I had intended to go down to the allotment on a weeding mission, as this is the only fine day forecast in a while, but instead ended up picking and harvesting.  Time consuming objects all these soft fruits.  Didn't get much done in the way of tidying, so the plot still looks like a gardening disgrace.  Must try to get down there of an evening over the coming week whenever the rain holds off (which will probably put paid to ANY evening weeding looking at the weather forecast).

One day I will get it all under control - but it seems a way off as yet.

Parsnips are starting to look promising but not much else in evidence.


Monday, 9 July 2012

Picture perfect roses

Rosa 'New Dawn' - soft shell pink, blowsy and so.. well.. rosy...


Mixed bunches - includes Rose de Rescht (dark pink, front small bunch), Ferdinand Pichard (stripy), Zepherine Drouhin (dark pink in taller bunch).  The perfect tiny shell pink one in the small bunches is Felicite Parmentier - has loads and loads of flowers on it at the moment.  They all smell gorgeous too.  How can anyone resist?

Wednesday, 4 July 2012

Where is the summer?

June monsoons and now July pours down.  When will the sun ever come out for more than a couple of hours?

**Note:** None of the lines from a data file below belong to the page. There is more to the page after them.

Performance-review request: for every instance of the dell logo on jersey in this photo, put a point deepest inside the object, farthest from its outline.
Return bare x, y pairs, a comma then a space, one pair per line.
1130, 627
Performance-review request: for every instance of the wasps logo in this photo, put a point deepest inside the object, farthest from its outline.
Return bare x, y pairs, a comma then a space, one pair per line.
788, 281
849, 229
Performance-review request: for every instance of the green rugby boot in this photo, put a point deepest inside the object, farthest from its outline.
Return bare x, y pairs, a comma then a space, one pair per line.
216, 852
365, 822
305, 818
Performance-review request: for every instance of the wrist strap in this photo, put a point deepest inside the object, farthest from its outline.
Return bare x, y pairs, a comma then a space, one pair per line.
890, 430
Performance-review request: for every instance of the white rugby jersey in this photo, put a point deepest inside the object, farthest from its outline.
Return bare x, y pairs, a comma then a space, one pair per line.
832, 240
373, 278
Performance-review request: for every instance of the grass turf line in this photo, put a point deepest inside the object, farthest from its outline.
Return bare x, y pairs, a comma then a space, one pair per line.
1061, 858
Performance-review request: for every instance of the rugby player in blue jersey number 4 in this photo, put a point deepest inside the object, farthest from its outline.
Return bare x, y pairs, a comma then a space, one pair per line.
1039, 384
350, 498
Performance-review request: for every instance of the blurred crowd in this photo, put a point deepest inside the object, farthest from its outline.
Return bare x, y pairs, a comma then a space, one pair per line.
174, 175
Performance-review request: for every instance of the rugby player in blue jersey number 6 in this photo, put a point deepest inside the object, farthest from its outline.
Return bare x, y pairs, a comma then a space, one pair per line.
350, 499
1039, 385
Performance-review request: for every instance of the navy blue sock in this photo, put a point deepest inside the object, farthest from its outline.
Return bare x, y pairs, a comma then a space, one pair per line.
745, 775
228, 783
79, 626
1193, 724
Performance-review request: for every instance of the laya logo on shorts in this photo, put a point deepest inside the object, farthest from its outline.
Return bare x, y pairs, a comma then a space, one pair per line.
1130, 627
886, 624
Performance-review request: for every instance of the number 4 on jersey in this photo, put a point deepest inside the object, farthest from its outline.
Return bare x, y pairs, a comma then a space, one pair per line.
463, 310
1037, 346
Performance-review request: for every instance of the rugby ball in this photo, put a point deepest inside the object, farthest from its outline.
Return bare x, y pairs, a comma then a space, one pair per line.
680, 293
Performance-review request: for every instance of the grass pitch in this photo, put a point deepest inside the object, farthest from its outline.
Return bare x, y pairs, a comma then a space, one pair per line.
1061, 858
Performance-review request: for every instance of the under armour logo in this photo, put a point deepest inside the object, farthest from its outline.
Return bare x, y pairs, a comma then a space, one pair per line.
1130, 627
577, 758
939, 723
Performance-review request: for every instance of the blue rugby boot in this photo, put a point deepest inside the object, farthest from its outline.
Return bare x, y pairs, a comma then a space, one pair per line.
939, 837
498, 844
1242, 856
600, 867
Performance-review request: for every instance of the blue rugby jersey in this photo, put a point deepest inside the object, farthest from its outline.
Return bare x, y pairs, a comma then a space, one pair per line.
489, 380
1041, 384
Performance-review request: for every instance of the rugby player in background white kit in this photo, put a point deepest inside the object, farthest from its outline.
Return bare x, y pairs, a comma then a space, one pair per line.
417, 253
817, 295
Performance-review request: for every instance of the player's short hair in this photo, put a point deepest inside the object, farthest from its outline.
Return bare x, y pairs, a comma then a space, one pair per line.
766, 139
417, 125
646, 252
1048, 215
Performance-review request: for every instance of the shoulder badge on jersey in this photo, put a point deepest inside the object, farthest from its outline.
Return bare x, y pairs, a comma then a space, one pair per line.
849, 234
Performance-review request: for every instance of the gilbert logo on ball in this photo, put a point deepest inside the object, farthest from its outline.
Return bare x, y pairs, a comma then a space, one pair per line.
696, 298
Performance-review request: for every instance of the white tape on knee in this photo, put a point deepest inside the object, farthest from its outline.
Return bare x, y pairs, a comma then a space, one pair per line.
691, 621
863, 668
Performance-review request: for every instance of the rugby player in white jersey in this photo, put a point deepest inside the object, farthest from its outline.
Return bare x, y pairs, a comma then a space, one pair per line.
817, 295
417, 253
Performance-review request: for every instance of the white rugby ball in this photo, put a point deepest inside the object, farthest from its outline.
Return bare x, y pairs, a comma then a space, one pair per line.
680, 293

I may not have to worry about drought and a lack of water for plants while I am away from the garden, but I am plagued with slugs and snails who are delighting in the warm, swampy conditions.

Was hoping to use my day off today to go to the allotment and hack at the weeds but it is far too wet to go near the soil.  Am hoping that Sunday will give me chance to wage war on the encroaching forest of creeping buttercup and sprawling grass....

At least things are still flowering and water butts are full but redundant.

Alec's Red - smells like Turkish delight and has converted me to hybrid tea roses (well some of them anyway)

The first ever delphinium in my gardening career to survive slug onslaughts

Rosa 'Pleine de Grace' - hideously spiky and savage, but then it does this and all is forgiven for a short while.